After loop 7, John handed me the other headlamp that was fully charged and identical to the one I was wearing and I refused it for absolutely no reason, thinking mine will last the rest of the race. But there would have been absolutely no harm in taking it even if I think the first one would last for the next loop! And there is just no way to explain why I didn't take it other than that my brain is just not working at that point - that is why you need crew who is thinking for you, which John totally did! And I could still be stupid...
I think being in the dark completely was the main reason the last loop was as slow as it was. Josh tried to give me as much light as he could running next to me with his headlamp but it wasn't a great set up. Anyway, we did it, came around in 3:05 for the last one. When we hit the last 500m (1/3rd of a mile) where the last long uphill was that I always walked, it went all the way to the end of the loop, I saw that I was really close to beating the course record by an hour.
I tried to run the uphill and I did for the beginning of it where it wasn't steep yet but then I just said "forget it", who cares if I break it by 1h or 58 mins? (I do... damn... haha...) But when I made it to the top of the hill from where you only have maybe 50m to run to the finish, I saw that I still had a minute left! So I ran the final few meters and crossed the line exactly 1 hour ahead of the course record in 19:52.
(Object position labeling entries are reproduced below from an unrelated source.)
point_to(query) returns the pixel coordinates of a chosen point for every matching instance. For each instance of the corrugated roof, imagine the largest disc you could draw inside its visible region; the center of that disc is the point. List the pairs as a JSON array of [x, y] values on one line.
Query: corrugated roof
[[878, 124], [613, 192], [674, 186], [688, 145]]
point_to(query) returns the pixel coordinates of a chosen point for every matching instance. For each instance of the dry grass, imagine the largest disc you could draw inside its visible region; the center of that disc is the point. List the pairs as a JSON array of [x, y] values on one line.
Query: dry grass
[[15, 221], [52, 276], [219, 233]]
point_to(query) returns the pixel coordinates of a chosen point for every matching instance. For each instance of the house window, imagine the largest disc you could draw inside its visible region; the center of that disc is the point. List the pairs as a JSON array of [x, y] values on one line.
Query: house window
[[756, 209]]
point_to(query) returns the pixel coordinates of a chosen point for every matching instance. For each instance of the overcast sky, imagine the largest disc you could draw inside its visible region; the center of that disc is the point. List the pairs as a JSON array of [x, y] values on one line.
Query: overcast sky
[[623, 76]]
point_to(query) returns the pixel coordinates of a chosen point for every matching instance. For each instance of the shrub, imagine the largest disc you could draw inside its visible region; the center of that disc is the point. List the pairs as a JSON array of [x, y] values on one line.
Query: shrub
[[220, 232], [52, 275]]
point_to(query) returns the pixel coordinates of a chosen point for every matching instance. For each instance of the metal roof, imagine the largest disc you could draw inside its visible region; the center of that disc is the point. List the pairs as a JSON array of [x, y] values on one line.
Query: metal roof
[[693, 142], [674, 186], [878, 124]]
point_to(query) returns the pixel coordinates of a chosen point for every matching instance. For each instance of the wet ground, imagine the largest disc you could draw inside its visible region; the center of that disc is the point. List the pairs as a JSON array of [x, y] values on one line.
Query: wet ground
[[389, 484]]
I was very happy with that, especially because I had no idea if the course record was a realistic goal at all. It turns out, it was.
After I crossed the finish line, the race director came over to me and said "Congratulations on your 2nd place!" . I was so confused. I kept thinking to myself "I'm pretty sure I just broke the course record by an hour..." but I didn't say anything, I didn't want to embarrass myself in case I was wrong and I wasn't thinking clearly that's for sure.
I got a nice wooden charcuterie board for my 2nd place finish and I was just sitting there trying to figure out what had just happened. It took me quite a while to realize that I came in 2nd overall including men! So that was the prize I got. Which is nice, but it confused me completely. The guy who won, Ryan Niclasen came in 2.5 hours before me! Mind you, I came in 8.5 hours before the 2nd place woman!
It was a memorable experience, I very much enjoyed it and I have to say that maybe I will keep running trail races after all! For now, just on the side for fun and not as goal races, but who knows where life - and my running takes me in the next few years!